Her plans for Nigeria now that she’s no longer in government
The last thing I want to say that we have not yet done – we haven’t done it, so I’m not claiming it – but we seriously looked at this, because we saw that the type of growth that we were getting was coming with more inequality and was not creating enough jobs. So we got the growth finally, but when you looked at the quality of the growth, it wasn’t something that you could really be too happy about, because we have youth unemployment, the growth wasn’t creating enough jobs, and it was leading to more inequality, which is a problem that faces the whole world.
So the last thing we’re doing is looking at the quality of that growth, to make sure that it’s being created in the right sectors that will create jobs, like agriculture for instance. We have a huge comparative advantage there, so trying to do the natural thing and enable growth in the agriculture sector and not just growth but development along the value chains to create jobs. Trying to encourage services, even the creative industries, like the film industry, the arts.
Her thought on developments like Mobile Banking as a potential vehicle to help with this process of normalizing growth
Mobile banking has taken off in places like Kenya like wildfire, and in Nigeria it’s taken off.

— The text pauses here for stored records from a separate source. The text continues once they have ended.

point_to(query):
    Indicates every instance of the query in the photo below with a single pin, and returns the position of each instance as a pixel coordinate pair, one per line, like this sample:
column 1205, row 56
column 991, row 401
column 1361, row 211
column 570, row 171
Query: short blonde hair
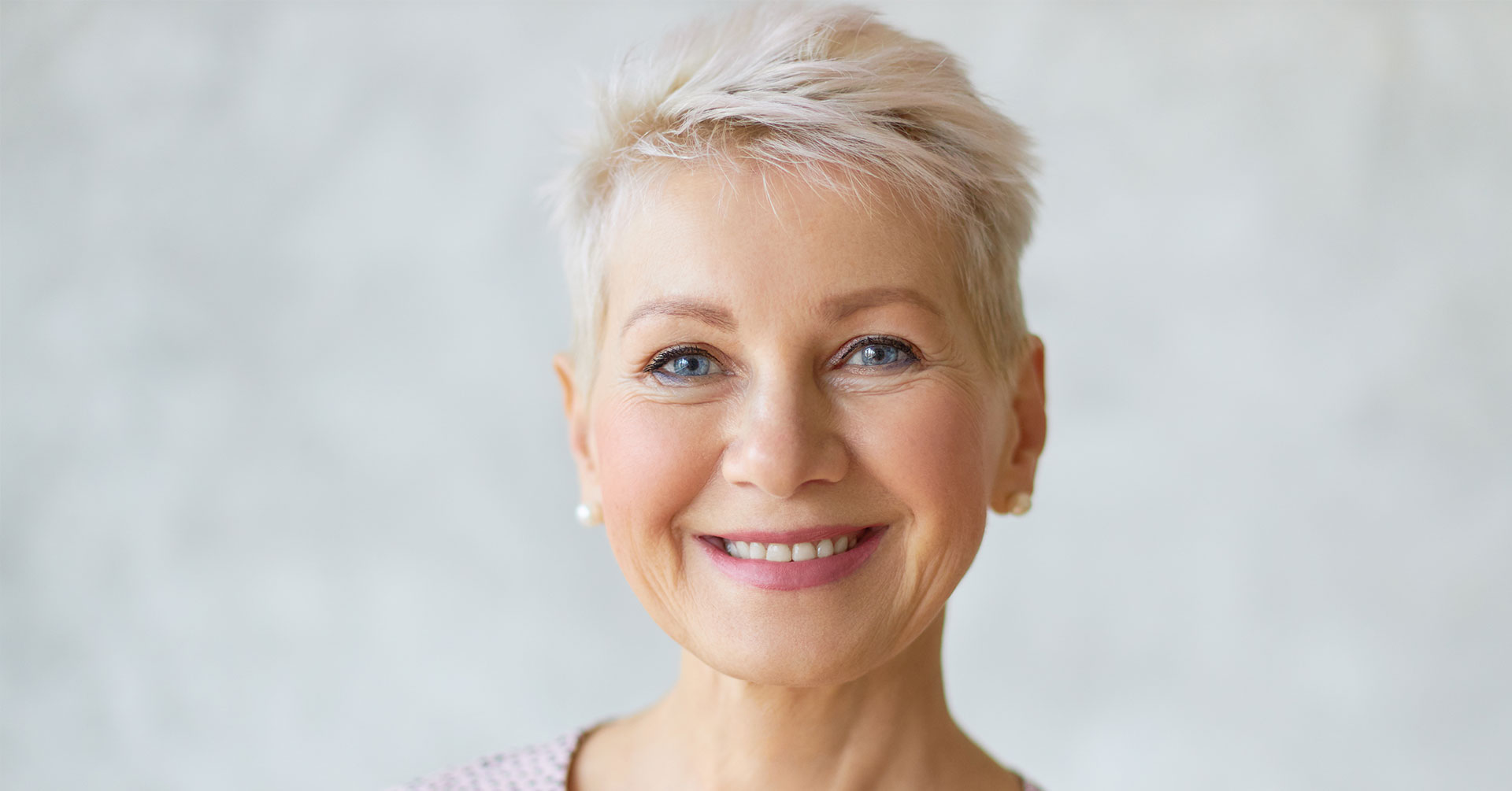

It’s not as well as in Kenya, but it’s really helping. For instance, it’s also helping to fight corruption. One of the ways Akinwumi Adesina, the Minister of Agriculture and current President of the African Development Bank, during my second time in government, got rid of the corruption in fertilizer and subsidies payments to farmers – there was a lot of corruption, so that only 11 percent of farmers were ever getting their subsidies and fertilizer – and what it was getting rid of the intermediaries, the middle-men and women who helped to distribute this fertilizer. What he did instead was develop an electronic wallet, such that farmers, through their mobile phones, would receive electronic vouchers, which they could send to the agro-dealer. The agro-dealer can now go to the bank and submit these vouchers and collect their money.